Comme l’explique le chef du bureau de La Presse à Ottawa, Joël-Denis Bellavance, la controverse a éclaté à la suite d’une plainte d’une catholique du Nouveau-Brunswick. Ayant regardé la cérémonie à la télévision, elle a vu le premier ministre accepter l’hostie, puis retourner à son banc sans la mettre dans sa bouche. Certains ont soutenu qu’il l’avait glissée dans sa poche.
Alerté, l’évêque de Saint-Jean a exigé que le bureau du premier ministre le rassure à cet égard. Ce qui fut fait. Le porte-parole de M. Harper assure que le premier ministre a bel et bien «mangé» l’hostie. Le président du Sénat, Noël Kinsella, un catholique, s’est même senti obligé de publier un communiqué dans lequel il affirme: «Je tiens à déclarer que j’ai personnellement été témoin de la scène, étant assis à quelques sièges de lui. Le Premier ministre a pris l’hostie qui lui était offerte par l’archevêque André Richard et l’a consommée.»
Le vidéo de l’incident, diffusé sur YouTube, ne permet pas de trancher la question. Tenant pour acquis que M. Harper n’avait pas avalé l’hostie, un porte-parole de l’archidiocèse de Toronto s’est montré scandalisé: «C’est comme si vous aviez Jésus dans votre main et que vous le mettiez dans votre poche!» Un commentaire assez curieux quand on songe qu’il y a quelques années, il était interdit aux laïcs de toucher l’hostie. En cette matière, par conséquent, tout n’est pas absolu.
Pour certains catholiques, le premier ministre n’aurait de toute façon pas du accepter la communion, puisqu’il est protestant. L’archevêque qui a offert à M. Harper de communier, André Richard, n’y voit pour sa part aucun problème, puisque le chef de conservateur a agi de bonne foi.

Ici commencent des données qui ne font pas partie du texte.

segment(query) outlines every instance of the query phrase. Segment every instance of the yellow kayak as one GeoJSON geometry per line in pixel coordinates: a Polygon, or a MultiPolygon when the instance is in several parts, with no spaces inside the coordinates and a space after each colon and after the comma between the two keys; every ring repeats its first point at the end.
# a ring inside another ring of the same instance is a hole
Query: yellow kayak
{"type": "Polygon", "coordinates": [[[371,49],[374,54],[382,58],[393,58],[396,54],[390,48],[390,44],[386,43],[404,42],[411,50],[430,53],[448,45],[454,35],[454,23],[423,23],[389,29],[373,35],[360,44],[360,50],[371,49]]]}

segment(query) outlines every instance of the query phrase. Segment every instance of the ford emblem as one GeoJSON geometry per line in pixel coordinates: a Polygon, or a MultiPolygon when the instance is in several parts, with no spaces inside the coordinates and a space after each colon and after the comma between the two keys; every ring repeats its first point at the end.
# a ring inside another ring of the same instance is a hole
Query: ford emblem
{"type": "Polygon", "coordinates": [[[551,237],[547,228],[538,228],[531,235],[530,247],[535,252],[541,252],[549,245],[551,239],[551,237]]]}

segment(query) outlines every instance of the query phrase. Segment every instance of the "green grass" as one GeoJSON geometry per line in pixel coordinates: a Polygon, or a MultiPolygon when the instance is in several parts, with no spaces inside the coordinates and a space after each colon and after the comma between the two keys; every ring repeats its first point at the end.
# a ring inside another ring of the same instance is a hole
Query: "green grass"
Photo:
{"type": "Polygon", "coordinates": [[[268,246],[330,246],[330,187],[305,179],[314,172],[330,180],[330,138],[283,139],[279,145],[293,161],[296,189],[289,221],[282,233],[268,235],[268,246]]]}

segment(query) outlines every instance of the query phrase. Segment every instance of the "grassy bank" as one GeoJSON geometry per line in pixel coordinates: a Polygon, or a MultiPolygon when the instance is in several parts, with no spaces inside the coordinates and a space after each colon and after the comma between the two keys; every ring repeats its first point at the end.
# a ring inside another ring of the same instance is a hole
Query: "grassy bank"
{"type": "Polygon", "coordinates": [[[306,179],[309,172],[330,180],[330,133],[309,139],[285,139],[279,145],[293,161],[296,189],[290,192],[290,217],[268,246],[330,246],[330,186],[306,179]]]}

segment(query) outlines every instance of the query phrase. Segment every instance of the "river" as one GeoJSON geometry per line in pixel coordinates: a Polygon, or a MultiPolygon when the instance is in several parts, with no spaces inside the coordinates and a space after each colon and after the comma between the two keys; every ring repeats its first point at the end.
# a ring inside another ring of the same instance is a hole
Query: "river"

Je ne peux m’empêcher de penser que Stephen Harper devait être bien embêté quand le prêtre lui a offert l’hostie. Qu’allaient dire les médias si:
1) il refusait de communier;
2) il acceptait et avalait l’hostie, lui, un protestant;
3) il acceptait mais se débarrassait discrètement du précieux pain.
Quoi qu’il fasse, il y aurait controverse. Et controverse il y a bien eu, une affaire qu’a dû gérer hier le premier ministre et son personnel, au beau milieu du sommet du G8.